Did you know that 42% of employed Americans (more than 54 million people) have provided eldercare in the last 5 years? Or that 69% of working caregivers had to rearrange their work schedule, decrease hours, or take a leave because of these responsibilities? Or that the estimated cost of caregiving in terms of lost productivity hours is a whopping $33 billion each year?

 

Yes, caregiving is a big issue for today’s employer—so big, in fact, that it may seem like many of your employees are working a second full-time job! After all, the time, energy, and resources employees devote to caregiving are substantial.

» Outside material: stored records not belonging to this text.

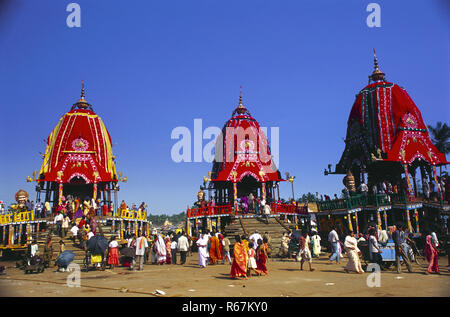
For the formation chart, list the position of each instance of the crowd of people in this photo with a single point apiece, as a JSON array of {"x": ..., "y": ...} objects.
[{"x": 430, "y": 189}]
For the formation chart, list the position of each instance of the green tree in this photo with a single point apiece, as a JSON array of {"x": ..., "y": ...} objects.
[{"x": 439, "y": 136}]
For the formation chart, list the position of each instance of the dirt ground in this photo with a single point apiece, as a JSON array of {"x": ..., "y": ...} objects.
[{"x": 284, "y": 280}]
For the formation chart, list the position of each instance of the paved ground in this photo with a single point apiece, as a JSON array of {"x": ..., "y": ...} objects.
[{"x": 284, "y": 279}]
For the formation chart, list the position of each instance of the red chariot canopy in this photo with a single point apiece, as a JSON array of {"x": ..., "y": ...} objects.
[
  {"x": 79, "y": 149},
  {"x": 242, "y": 150}
]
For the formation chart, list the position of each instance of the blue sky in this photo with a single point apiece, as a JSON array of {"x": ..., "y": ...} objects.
[{"x": 151, "y": 66}]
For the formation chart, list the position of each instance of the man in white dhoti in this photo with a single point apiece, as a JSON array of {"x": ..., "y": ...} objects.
[
  {"x": 316, "y": 244},
  {"x": 203, "y": 254},
  {"x": 160, "y": 248},
  {"x": 255, "y": 237},
  {"x": 351, "y": 247},
  {"x": 141, "y": 246}
]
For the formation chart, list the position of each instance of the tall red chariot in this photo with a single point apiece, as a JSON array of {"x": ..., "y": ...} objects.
[
  {"x": 78, "y": 158},
  {"x": 243, "y": 161}
]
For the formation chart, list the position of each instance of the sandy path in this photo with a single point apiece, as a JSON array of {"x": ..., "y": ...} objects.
[{"x": 285, "y": 279}]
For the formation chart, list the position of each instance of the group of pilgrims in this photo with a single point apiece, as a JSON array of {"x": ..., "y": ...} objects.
[{"x": 249, "y": 254}]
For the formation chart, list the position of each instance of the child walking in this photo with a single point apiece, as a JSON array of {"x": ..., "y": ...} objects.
[{"x": 251, "y": 260}]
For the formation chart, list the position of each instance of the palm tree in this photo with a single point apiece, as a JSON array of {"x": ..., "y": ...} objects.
[{"x": 439, "y": 136}]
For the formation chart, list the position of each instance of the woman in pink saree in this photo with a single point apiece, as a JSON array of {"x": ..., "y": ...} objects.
[
  {"x": 160, "y": 248},
  {"x": 431, "y": 254}
]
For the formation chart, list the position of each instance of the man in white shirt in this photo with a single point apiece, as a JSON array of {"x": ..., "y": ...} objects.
[
  {"x": 58, "y": 221},
  {"x": 183, "y": 247},
  {"x": 141, "y": 246},
  {"x": 333, "y": 238},
  {"x": 74, "y": 231},
  {"x": 374, "y": 249},
  {"x": 255, "y": 237},
  {"x": 90, "y": 234}
]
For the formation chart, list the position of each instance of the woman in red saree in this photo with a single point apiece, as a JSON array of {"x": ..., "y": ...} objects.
[
  {"x": 261, "y": 256},
  {"x": 214, "y": 249},
  {"x": 240, "y": 260},
  {"x": 431, "y": 253}
]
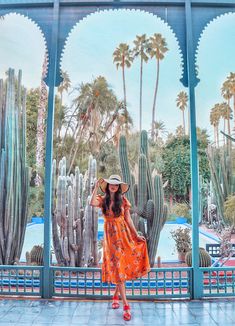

And, considering the massive Baby Boomer generation will soon be in need of caregiving, this is an issue that’s bound to get a lot bigger soon.

 

“An employer’s workforce can only be so effective when so much of their time, energy, and resources have to be dedicated to caring for a loved one. Employees need help and employers need a solution because it’s affecting their businesses in ways they sometimes don’t even realize,” says ACSIA Partners’ Denise Gott, who is on the forefront of this issue and has seen the impact of caregiving firsthand with her clients.

 

One of those “hidden” areas caregiving is impacting is recruiting and retention.

 

In fact, I see caregiving impacting employers in three big ways when it comes to employee retention and recruiting:

  1. Employee High-Performers Suddenly Start to Underperform

Some employees who have primary caregiving responsibilities may be among your most high-performing employees. But, due to the many duties of caregiving, these employees’ performance may begin to slip—drastically. It’s no surprise, really—not when you consider the heavy toll caregiving can put on someone. Some employees are even compelled to “sneak away” during the day to care for loved ones. Again, these people are essentially working two full-time jobs. And in many cases, one of those jobs is bound to take a back seat. And, it’s usually not going to be the job taking care of a loved one.